A selection of more than 60 paintings, sculptures and works on paper will also be on view, showcasing many of Kusama’s lesser-known collages, made after her return to Japan in 1973. These works trace the artist’s trajectory from her early surrealist works on paper, Infinity Net paintings and Accumulation assemblages to recent paintings and soft sculptures, highlighting recurring themes of nature and fantasy, utopia and dystopia, unity and isolation, obsession and detachment, and life and death.

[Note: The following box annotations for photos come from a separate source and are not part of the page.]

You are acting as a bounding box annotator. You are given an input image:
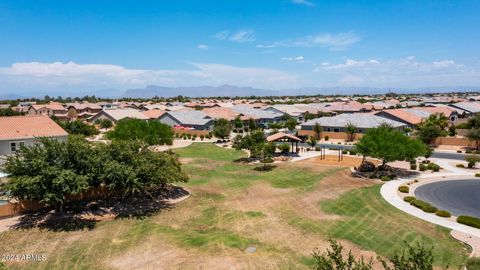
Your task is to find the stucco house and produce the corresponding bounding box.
[28,102,67,118]
[0,115,68,155]
[298,113,407,139]
[158,111,214,130]
[89,109,149,124]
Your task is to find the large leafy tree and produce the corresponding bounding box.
[106,118,173,145]
[345,123,358,141]
[248,118,258,132]
[312,240,434,270]
[417,126,445,144]
[5,136,188,212]
[313,123,323,140]
[357,125,426,167]
[213,118,232,140]
[5,136,93,212]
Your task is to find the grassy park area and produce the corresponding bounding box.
[0,143,468,269]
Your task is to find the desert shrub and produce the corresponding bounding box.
[418,164,427,172]
[410,163,417,170]
[457,216,480,229]
[435,210,452,217]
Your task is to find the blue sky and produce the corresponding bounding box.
[0,0,480,96]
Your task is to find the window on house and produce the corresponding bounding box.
[10,142,17,152]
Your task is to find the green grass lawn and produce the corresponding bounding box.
[0,143,467,269]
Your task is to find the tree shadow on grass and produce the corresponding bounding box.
[253,164,277,172]
[13,209,98,232]
[233,157,251,164]
[13,186,190,232]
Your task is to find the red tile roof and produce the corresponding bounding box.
[143,109,165,119]
[0,115,68,140]
[267,132,302,142]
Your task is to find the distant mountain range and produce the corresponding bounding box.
[121,85,480,98]
[0,85,480,100]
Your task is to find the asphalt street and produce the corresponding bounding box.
[415,179,480,217]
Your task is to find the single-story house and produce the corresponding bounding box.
[142,109,165,119]
[0,115,68,155]
[66,103,102,120]
[158,111,214,130]
[89,109,149,123]
[300,113,407,134]
[230,105,284,126]
[202,107,249,121]
[28,102,67,118]
[375,107,458,127]
[448,102,480,115]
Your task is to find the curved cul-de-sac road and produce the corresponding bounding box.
[415,179,480,217]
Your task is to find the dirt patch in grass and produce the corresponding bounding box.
[299,155,380,167]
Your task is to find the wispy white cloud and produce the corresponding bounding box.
[292,0,315,7]
[282,56,305,63]
[0,62,298,92]
[214,29,256,43]
[314,56,480,87]
[213,30,230,40]
[257,31,361,50]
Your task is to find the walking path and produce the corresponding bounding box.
[380,159,480,255]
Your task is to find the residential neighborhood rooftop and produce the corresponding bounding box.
[0,115,68,140]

The exhibition will conclude with Kusama’s iconic participatory installation The Obliteration Room (2002), an all-white replica of a traditional domestic setting. Upon entering, visitors will be invited to cover every surface of the furnished gallery with multicolored polka dot stickers, gradually engulfing the entire space in pulsating color.

Kusama’s 8-foot-tall Pumpkin stands watch over the Hirshhorn’s central Plaza, greeting visitors in its U.S. museum debut. Its surreal scale and bold yellow-and-black pattern embody two of Kusama’s most recognized motifs: pumpkisn and polka-dots.

“Yayoi Kusama: Infinity Mirrors” will be accompanied by an exhibition catalog, available for purchase online, that takes an unprecedented interdisciplinary approach to her work and includes a catalogue raisonne of Kusama’s Infinity Rooms, along with an illustrated chronology and artist biography with newly published archival material.

Kusama was born in Matsumoto, Nagano, Japan, in 1929, and works at her studio in Tokyo. She studied traditional Nihonga (Japanese-style) painting in Kyoto and moved to New York City in 1958. There, she was active in avant-garde circles during the formative years of pop art and minimalism, exhibiting her work alongside such artists as Andy Warhol, Claes Oldenburg and Allan Kaprow—figures who have cited Kusama as influential to the development of assemblage, environmental art and performative practices.

Kusama exhibited widely in Italy, Germany and the Netherlands in the mid-’60s, participating in exhibitions with artists associated with Nul, Zero and the New Tendency in Europe, where she began developing her interest in the optics and interactive elements of mirrors, electric lights, sound and kinetics.

Kusama’s fame grew in the late 1960s through her radical antiwar happenings, which espoused nudity and polka dots in the streets of New York. Because of ongoing struggles with her health, Kusama returned to Japan in 1973, where she has since resided. In recent years, Kusama has achieved celebrity status as well as tremendous critical respect.